Figure 7 illustrates the count of the compounds falling into the different categories in terms of accuracy of the predictions. The majority of the 4,071 compounds (3,425 of which, or 84.1%) were accurately predicted by the SVR model with a deviation of logP_eff smaller than 0.2 log units, whereas only 239 compounds, or 5.9%, were poorly predicted with the predicted logP_eff diverging from the experimental values greater than 0.5 log units. Among the most poorly predicted 50 compounds, 27 (or 54.0%) are less permeable with a logP_eff lower than 1.0, while the whole dataset contains only 401, or 9.9%, of less permeable compounds.

Distribution of 4,071-compound dataset, according to the deviation of the predicted logP_eff values.

The simplicity and insensitiveness to changes in class distribution and error costs of the receiver operating characteristic (ROC) curve make it suitable for assessing and comparing the discerning power of QSPR models. The area under the ROC curve (AUC-ROC) provides objective “single value” estimation of the accuracy of machine learning models.²⁹ Rank-ordering the compounds in the test set with the predicted logP_eff values yielded the ROC curve, as shown in Figure 8. The AUC-ROC value of 0.90 indicates the highly predictive power of the SVR PAMPA model. Among the first third (454 compounds) top ranking compounds with the smallest predicted logP_eff values, there are only 2 highly permeable compounds, whereas screening the one third compounds with the highest predicted logP_eff values will retrieve 228 of 266 (85.7%) highly permeable compounds (Figure 8a).

The ROC curves representing the predictive power of (a) the SVR logP_eff predictor and (b) the SVC PAMPA permeability classifier.

In the second strategy, an SVC model was built on the basis of randomly selected half of the 5,435 compounds. The SVC model was trained with 2,406 compounds, among which 50.0% compounds were labelled as permeable. In order to minimize the impact of the uncertainties associated with experimental errors on the model performance, the compounds with logP_eff values between 2.0 and 2.5 were excluded from the training data. The excellent prediction was achieved when applying the PAMPA classifier to predict the permeability of the test set compounds, with the AUC-ROC of 0.88 (Figure 8b).
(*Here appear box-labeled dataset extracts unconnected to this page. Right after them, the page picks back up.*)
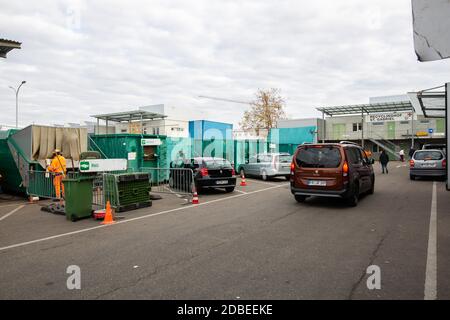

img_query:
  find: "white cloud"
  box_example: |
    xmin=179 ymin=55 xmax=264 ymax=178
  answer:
xmin=0 ymin=0 xmax=449 ymax=125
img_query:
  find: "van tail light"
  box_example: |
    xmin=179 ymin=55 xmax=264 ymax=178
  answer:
xmin=200 ymin=168 xmax=208 ymax=177
xmin=342 ymin=161 xmax=348 ymax=174
xmin=342 ymin=161 xmax=348 ymax=181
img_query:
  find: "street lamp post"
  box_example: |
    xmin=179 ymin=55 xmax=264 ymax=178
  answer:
xmin=10 ymin=81 xmax=27 ymax=128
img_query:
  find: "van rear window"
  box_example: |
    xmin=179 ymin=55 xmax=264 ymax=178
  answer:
xmin=414 ymin=151 xmax=443 ymax=160
xmin=204 ymin=158 xmax=232 ymax=169
xmin=295 ymin=147 xmax=341 ymax=168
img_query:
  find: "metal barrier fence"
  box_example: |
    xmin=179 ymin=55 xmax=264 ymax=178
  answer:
xmin=26 ymin=170 xmax=79 ymax=199
xmin=131 ymin=167 xmax=194 ymax=197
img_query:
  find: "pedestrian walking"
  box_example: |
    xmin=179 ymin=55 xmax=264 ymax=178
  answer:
xmin=398 ymin=149 xmax=405 ymax=162
xmin=47 ymin=149 xmax=67 ymax=201
xmin=380 ymin=150 xmax=389 ymax=174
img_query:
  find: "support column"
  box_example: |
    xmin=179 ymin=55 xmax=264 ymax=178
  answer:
xmin=361 ymin=109 xmax=364 ymax=149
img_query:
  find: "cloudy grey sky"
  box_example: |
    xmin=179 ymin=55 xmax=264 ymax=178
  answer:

The binary classifier lose the prediction power significantly on the 304 compounds with logP_eff values between 2.0 and 2.5 (AUC = 0.61, Figure 8b), while improved performance was observed on the remaining test compounds (AUC = 0.90, Figure 8b).

Discussions

QSPR models are only as good as the data on which they are based. The quality of a QSPR model is determined by three key components – quality of datasets to train and validate the model; molecular descriptors to decipher and extract the relevant structural features; and sound statistical methods.

The quality of a dataset is assessed by at least three factors – size, integrity, and diversity. The optimal size of a dataset for a model depends on its application. If a particular QSPR model is a local model to cover a subset of structure space, a small dataset might be sufficient. Based on our experience, for QSPR models to cover drug-like chemical space, a couple of thousands to tens of thousands of diverse compounds are required. Optimal size is also dependent on the choice of molecular descriptors: atom-type-based and functional-group-based molecular descriptors tend to have a better coverage of chemical space than finger-print-based ones; thus atom-type-based QSPR models may require fewer training data to cover more space.

Data integrity refers to compatibility of subsets from different resources. Some properties can be determined with different experimental methods, and most properties are sensitive to experimental conditions, such as temperature; so it is not encouraged to combine datasets from different laboratories, unless the exact protocols are followed. Many experimental errors are associated with the skills and experience of the experimenters, so the datasets with the best integrity are produced when the same scientist carries out the experiment under the same study conditions by following the same protocols, which was how PAMPA data were collected in this study. Even though this PAMPA dataset represents the largest collection of drug-like compounds with great integrity, experimental errors are inevitable, which will be discussed in the next session.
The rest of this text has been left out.